Una roca que se desprendió ayer de lo alto de un talud del Parque Nacional Braulio Carrillo mató a un oficial de la Policía del Tránsito que circulaba a baja velocidad en labores de patrullaje.
La piedra, de unos 30 kilos, aplastó el techo y destrozó el parabrisas de la patrulla que conducía Luis Fernando Berríos Ruiz, un agente de 42 años.
Aunque salió por sus propios medios, la víctima solo alcanzó a dar dos pasos antes de desplomarse sobre la calzada.
El accidente ocurrió al filo del mediodía en el kilómetro 27 de la ruta 32, a unos seis kilómetros del túnel Zurquí (en dirección a la ciudad de Limón).
De acuerdo con Adrián Garita, su superior, Berríos tenía a su cargo la vigilancia de un tramo de carretera de alta peligrosidad por los adelantamientos en falso.
El trailero Carlos Salazar fue el último en verlo con vida. Él se dirigía a Limón con una carga de chatarra. En una recta –a escasos 200 metros de donde cayó la piedra– , el tráfico sobrepasó al transportista.
“Al pasar la curva, lo vi fuera de la patrulla. Creí que había sufrido un desmayo, pues de repente se desvaneció. Al acercarme, vi la piedra junto al carro”, indicó el trailero.
La roca dejó un trillo en la pendiente, que tenía unos 75 metros de altura. Impactó sobre el techo de la patrulla, justo donde Berríos conducía. “De haber avanzado otros 30 centímetros, se hubiera salvado”, lamentó Jorge Rovira, subdirector de Operaciones de la Cruz Roja.
Graves lesiones. En principio la Cruz Roja recibió el reporte de un oficial del Tránsito atropellado.
“El policía sufrió un trauma craneal severo. Es muy posible que se bajara del carro como un acto reflejo”, comentó el jefe de cruzrrojistas, Rovira.
Durante el día, los otros oficiales del Tránsito no reportaron la caída de material. “Este es un lugar peligroso; aquí es imposible predecir en qué momento se presenta un problema.

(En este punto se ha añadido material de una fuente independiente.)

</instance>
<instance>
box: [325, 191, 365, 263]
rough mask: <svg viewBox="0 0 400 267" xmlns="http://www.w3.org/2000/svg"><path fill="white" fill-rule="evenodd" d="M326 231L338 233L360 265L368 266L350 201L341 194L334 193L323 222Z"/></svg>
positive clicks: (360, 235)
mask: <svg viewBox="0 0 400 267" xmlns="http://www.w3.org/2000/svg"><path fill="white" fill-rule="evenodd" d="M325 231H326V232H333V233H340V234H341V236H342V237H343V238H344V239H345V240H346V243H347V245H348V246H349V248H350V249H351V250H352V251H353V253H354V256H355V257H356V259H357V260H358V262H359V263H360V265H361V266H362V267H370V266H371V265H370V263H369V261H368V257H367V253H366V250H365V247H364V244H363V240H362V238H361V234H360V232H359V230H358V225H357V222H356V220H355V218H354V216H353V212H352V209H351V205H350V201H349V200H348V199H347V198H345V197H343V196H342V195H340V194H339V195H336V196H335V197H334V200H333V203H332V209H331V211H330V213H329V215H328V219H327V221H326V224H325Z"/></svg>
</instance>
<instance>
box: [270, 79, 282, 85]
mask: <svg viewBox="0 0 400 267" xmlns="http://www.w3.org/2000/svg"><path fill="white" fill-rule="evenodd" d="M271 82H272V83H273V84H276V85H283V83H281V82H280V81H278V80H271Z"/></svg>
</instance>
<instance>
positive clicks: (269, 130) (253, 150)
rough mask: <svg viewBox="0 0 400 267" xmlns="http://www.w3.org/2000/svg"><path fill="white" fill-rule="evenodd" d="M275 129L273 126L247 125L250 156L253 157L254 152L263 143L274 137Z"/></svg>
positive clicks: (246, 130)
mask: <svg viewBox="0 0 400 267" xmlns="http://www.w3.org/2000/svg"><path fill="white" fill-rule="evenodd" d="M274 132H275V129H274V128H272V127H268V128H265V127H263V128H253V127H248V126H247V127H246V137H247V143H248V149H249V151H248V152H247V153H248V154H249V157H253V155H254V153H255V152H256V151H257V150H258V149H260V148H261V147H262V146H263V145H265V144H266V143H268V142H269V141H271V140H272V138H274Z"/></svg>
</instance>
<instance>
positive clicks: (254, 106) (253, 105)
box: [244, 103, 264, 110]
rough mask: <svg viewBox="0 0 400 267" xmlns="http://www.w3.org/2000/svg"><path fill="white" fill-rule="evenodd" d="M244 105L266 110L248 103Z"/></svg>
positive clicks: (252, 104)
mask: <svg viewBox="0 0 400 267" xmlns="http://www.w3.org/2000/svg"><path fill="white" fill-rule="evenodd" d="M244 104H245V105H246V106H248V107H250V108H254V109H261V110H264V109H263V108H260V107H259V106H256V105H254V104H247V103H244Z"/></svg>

“A los oficiales les hemos recomendado que para vigilancia busquen el lado contrario a las laderas, pero en este caso él (Berríos) venía despacio en labores de patrullaje”, explicó Gutiérrez.
Luis Fernando Berríos laboraba para la Policía del Tránsito desde julio del 2001. Antes de eso trabajó en la Red Nacional de Peajes.
Nació en Santa Cruz de Guanacaste, padre de un niño de 10 años y vivía en Vázquez de Coronado.
“Era un excelente compañero; en definitiva uno de los buenos empleados”, concluyó Gutiérrez.